Changes in Lymphangiogenesis and Vascular Endothelial Growth Factor Expression by Neo-Adjuvant Hormonal Therapy in Prostate Cancer PatientsChanges in Lymphangiogenesis and Vascular Endothelial Growth Factor Expression by Neo-Adjuvant Hormonal Therapy in Prostate Cancer Patients 前立腺癌患者における術前内分泌療法によるリンパ管新生とVEGF（vascular endothelial growth factor）発現の変化
BACKGROUND: The anti-cancer mechanism of neo-adjuvant hormonal therapy (NHT) is not well understood. Lymphangiogenesis plays an important role in cancer progression and is regulated by a complex mechanism that includes vascular endothelial growth factor (VEGF) signaling. However, there is little information regarding relationship between lymphangiogenesis and androgen deprivation. The aim of this study was to clarify changes in lymphangiogenesis and VEGF expression induced by androgen deprivation in prostate cancer in vivo and in vitro. METHODS: Patients who had undergone a radical prostatectomy were enrolled in the study (NHT, n = 60 and non-NHT, n = 64). Lymph vessels were identified by D2-40 immunoreactivity and lymph vessel density and lymph vessel area (LVD and LVA, respectively) were measured from micrographs. The expression of VEGF-A, -B, -C, and -D was evaluated by immunohistochemistry. The prognostic value of LVD and LVA for biochemical recurrence was also investigated.

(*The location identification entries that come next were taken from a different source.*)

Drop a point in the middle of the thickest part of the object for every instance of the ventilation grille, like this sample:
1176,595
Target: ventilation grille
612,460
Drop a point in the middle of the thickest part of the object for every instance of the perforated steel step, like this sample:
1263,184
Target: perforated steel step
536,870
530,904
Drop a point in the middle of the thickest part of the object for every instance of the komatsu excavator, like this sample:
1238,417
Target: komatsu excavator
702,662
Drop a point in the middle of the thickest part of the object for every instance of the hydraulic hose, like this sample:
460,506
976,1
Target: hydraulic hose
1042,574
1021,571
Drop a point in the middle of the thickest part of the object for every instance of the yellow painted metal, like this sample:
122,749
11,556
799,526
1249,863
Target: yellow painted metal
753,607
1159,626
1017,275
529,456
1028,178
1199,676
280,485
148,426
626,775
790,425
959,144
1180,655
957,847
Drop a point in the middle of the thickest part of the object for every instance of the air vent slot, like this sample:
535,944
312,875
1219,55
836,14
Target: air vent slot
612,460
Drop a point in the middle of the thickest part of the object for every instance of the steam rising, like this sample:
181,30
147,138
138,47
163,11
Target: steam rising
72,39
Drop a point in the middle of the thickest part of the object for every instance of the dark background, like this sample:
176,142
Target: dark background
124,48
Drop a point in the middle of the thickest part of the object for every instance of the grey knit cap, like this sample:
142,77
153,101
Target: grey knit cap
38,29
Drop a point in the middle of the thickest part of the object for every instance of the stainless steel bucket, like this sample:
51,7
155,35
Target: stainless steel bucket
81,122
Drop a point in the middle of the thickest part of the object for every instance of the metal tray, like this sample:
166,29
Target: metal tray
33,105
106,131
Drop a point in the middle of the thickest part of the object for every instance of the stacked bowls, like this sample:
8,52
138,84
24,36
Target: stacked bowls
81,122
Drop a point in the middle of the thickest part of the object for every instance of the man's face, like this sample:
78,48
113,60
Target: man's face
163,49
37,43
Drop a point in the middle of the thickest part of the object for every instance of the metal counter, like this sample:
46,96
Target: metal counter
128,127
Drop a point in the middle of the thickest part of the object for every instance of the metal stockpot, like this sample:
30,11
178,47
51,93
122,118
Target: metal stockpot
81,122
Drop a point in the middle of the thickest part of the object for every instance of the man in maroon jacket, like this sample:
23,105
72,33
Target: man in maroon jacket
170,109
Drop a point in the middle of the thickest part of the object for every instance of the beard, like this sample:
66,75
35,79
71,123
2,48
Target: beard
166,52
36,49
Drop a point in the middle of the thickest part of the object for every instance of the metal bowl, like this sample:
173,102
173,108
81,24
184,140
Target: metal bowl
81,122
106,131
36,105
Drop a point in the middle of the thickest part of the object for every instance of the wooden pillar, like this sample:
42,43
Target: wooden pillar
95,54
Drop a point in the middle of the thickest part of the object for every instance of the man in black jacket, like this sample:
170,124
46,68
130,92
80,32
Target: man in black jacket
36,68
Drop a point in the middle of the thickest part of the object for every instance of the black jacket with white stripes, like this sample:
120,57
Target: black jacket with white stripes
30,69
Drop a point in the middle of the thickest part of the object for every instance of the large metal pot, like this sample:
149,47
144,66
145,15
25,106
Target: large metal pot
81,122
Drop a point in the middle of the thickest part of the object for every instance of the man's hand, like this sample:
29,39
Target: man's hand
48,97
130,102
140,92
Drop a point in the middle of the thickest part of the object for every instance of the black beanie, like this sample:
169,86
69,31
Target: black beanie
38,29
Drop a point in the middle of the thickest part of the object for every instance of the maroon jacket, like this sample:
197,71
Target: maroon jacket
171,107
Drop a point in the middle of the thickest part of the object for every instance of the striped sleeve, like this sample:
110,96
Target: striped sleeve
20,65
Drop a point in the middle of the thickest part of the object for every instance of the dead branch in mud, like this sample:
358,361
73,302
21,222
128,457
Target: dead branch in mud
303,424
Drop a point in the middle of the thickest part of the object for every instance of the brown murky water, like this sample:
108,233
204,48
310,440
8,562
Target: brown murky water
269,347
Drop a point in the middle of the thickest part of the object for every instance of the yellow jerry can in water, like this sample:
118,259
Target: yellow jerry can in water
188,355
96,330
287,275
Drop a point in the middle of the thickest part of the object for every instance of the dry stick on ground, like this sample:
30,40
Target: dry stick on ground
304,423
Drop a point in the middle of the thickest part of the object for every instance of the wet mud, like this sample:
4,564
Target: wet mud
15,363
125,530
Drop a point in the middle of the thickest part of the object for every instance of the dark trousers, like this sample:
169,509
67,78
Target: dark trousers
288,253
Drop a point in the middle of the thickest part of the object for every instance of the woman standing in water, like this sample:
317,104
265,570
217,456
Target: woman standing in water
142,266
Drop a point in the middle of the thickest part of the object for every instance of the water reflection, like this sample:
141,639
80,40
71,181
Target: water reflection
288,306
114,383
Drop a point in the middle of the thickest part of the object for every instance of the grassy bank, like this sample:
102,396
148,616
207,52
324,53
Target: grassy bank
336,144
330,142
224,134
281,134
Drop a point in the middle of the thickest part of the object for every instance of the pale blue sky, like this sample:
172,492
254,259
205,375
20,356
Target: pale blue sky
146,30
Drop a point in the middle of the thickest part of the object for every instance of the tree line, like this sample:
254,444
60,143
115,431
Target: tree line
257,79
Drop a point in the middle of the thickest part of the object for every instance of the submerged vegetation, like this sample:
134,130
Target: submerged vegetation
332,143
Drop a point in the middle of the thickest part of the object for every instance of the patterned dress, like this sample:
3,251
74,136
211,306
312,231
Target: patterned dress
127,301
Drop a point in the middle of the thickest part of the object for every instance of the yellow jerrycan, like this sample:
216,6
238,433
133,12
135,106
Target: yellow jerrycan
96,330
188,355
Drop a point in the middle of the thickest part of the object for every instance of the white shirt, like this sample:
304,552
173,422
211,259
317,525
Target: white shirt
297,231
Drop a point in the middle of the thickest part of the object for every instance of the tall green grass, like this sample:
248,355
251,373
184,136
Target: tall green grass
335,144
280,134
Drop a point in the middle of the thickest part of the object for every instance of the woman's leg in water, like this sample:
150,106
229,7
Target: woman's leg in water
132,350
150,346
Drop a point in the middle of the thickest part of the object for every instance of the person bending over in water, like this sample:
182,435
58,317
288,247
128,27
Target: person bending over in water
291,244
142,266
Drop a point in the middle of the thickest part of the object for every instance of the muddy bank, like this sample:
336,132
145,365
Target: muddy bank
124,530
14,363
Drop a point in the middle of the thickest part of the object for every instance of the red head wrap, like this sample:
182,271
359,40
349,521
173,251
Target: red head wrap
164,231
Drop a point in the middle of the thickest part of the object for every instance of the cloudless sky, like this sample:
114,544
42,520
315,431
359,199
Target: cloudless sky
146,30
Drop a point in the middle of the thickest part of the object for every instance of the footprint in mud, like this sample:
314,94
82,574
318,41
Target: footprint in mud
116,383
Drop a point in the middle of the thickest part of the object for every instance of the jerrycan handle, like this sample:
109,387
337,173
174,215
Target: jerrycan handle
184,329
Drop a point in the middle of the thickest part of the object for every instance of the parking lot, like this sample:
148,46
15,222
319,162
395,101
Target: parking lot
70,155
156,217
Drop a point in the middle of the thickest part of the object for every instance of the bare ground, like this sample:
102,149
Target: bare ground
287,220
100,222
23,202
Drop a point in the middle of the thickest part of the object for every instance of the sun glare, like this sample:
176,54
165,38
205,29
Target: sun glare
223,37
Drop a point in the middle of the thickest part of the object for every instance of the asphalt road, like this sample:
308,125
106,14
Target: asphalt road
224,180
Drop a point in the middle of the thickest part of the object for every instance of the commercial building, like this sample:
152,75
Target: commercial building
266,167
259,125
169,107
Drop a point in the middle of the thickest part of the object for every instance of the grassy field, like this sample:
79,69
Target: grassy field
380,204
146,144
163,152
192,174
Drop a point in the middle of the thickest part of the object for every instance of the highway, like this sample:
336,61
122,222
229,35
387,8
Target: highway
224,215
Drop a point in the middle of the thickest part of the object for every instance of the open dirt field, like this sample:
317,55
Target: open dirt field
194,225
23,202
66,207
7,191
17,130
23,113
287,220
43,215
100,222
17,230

RESULTS: Mean LVD ± SD was higher in the NHT than in the non-NHT group (11.3 ± 3.0 vs. 7.1 ± 3.4 per high power field; P < 0.001). LVA was larger in the NHT than in the non-NHT group (512.8 ± 174.9 vs. 202.7 ± 72.8 µm2; P < 0.001). VEGF-A expression was lower whereas VEGF-C and -D levels were higher in the NHT than in the non-NHT group. VEGF-B expression in specimens with NHT was lower than that in biopsy specimens at diagnosis. These results were confirmed by in vitro studies used androgen-sensitive prostate cancer cell line. LVA was found to be an independent predictor of biochemical recurrence in patients who received NHT.
CONCLUSIONS: Our results demonstrate that NHT stimulates lymphangiogenesis via upregulation of VEGF-C and -D, which may increase LVA and affect the outcome of prostate cancer patients. This findings were supported by in vitro data of prostate cancer cell.